Shepard plays Charlie Bronson, a regular dude — or so it seems — who's somehow landed himself in witness protection. The one saving grace in his small-town exile — aside from the chance to give himself a name cooler than the one he was given at birth — is his girlfriend, Annie (Kristen Bell), who teaches at a local two-bit community college. Her dream is to someday use her doctorate in conflict resolution, pretty hard to do in a tiny town.
Miraculously, she gets her chance. (To give you an idea of the movie's gloriously whacked-out worldview, Kristin Chenoweth plays the fairy godmother who makes it so.) The catch is that she'll have to move to Los Angeles, and Charlie — who needs to remain under the cockeyed protection of the U.S. marshal who's been assigned to him, played by a shambling and very funny Tom Arnold — can't follow her there.
But after a bitter argument, he decides Annie's love is worth the risk. And so he tosses everything she'll need for her L.A. sojourn — in a silly-wonderful blast of movie logic, it all fits in a duffel bag and a little train case — into the trunk of a souped-up '67 Lincoln, and the two take off for a new life. This is a romance, after all, and Charlie figures he'll deal with any complications that arise.
As it turns out, the biggest one is played by Bradley Cooper in yellow-tinted aviators and deeply unflattering dirty-blond dreadlocks — and giving his best performance, ever, as a bank robber whom Charlie sold down the river years before.
Shepard wrote Hit and Run himself, possibly as a way of giving Bell (his partner in real life) a role worthy of the quicksilver gifts she brought to television's Veronica Mars.

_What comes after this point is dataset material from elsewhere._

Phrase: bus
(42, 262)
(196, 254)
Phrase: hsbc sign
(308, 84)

He pulls it off. Bell and Shepard are lovely together, whether their characters are squaring off or turtledoving.
As Annie, Bell is luminous and just a little loopy in a '30s-comedy way. Shepard's Charlie looks and talks like a dumb lug, but it's simply that he's got the kind of intelligence that needs to be teased out of him, and Shepard plays that deftly.
Charlie keeps Annie calm when she heads into a tailspin, and she helps smooth over some of his rougher edges, lecturing him on the reasons he shouldn't use the anti-gay f-word as a synonym for "lame." (She's right, and he knows it.)
As a bonus, Hit and Run — which shows clear affection for '70s exploitation pictures like Dirty Mary Crazy Larry and Eat My Dust — features more and better stunt driving than even the great (though perhaps not accurately named) Drive did. Some of it doesn't exactly qualify as driving: Arnold's character loses control of the minivan he's driving not once, not twice, but more than three times. Why should this become funnier each time it happens? You comedy theorists may know the answer, but please keep it to yourselves.
Arguably, these days it's easier to make a successful comedy than it is to make a romance. Miraculously, Hit and Run works as both. The picture's finest and perhaps most delicate moment arrives late in the game, after Charlie and Annie have survived many small arguments and some pretty big ones. Strapped into their car with those race-car driver harnesses, they lean in for a kiss, only to realize that the tightly buckled contraptions prevent them from reaching each other.
No matter — they drive off, putting the kiss on hold. Just because we don't see it doesn't mean it's not inevitable. True love demands a strong constitution, and an even stronger seat belt.